Латчины приняли Аверьянова ласково. Усадили за стол с белоснежной скатертью. Иван Михайлович сел напротив, стал угощать хорошим табаком. Серафима Сергеевна загремела посудой. Поблескивая кольцами и тарелками, не торопясь, ходила около стола.
— Мы без прислуги живем. Вы не смотрите на меня как на барыню. Я все могу делать.
Латчин смотрит то на жену, то на Аверьянова, с улыбкой расправляет плечи, грудь, поднимает голову. Под подбородком у него надувается жирный синеватый вал. Аверьянов чувствует, что Латчин хочет без слов сказать ему — смотри, какая у меня хорошая жена. Аверьянов молчит, курит, не знает, что говорить. Табак вот действительно хорош у Латчина. А Серафима Сергеевна уже поставила на стол миску с супом.
— Разрешите, я вам налью, т… то… простите, как вас по имени отчеству?
— Николай Иванович.
Отчего-то покраснел, уронил на скатерть горячий пепел.

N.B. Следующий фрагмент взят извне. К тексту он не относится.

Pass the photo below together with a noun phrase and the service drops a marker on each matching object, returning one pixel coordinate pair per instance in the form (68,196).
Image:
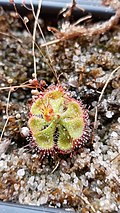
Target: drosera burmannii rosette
(58,123)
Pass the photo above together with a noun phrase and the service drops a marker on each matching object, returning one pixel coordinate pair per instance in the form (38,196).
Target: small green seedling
(58,123)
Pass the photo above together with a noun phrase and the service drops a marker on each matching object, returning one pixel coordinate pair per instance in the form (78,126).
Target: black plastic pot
(51,8)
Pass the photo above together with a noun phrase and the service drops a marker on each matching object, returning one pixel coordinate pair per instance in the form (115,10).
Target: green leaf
(64,141)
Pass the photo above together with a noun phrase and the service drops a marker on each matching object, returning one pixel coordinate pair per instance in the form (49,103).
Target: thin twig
(7,114)
(34,34)
(107,82)
(46,46)
(85,199)
(101,95)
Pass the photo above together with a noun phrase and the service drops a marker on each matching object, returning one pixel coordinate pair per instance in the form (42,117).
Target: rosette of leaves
(58,122)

Неловко замахал длинной корявой рукой, сшиб со стола ложку.
Зазвенело серебро на полу — засмеялось.
Нагнулся поднимать — стукнулся головой об стол. Стыд, стыд. Лучше бы провалиться. Ложку взять не успел. Латчин, улыбающийся, покрасневший, уже поднимался из-за стола. Ложка у него в руках блестит-смеется. Но Латчин серьезен, озабочен, ласков.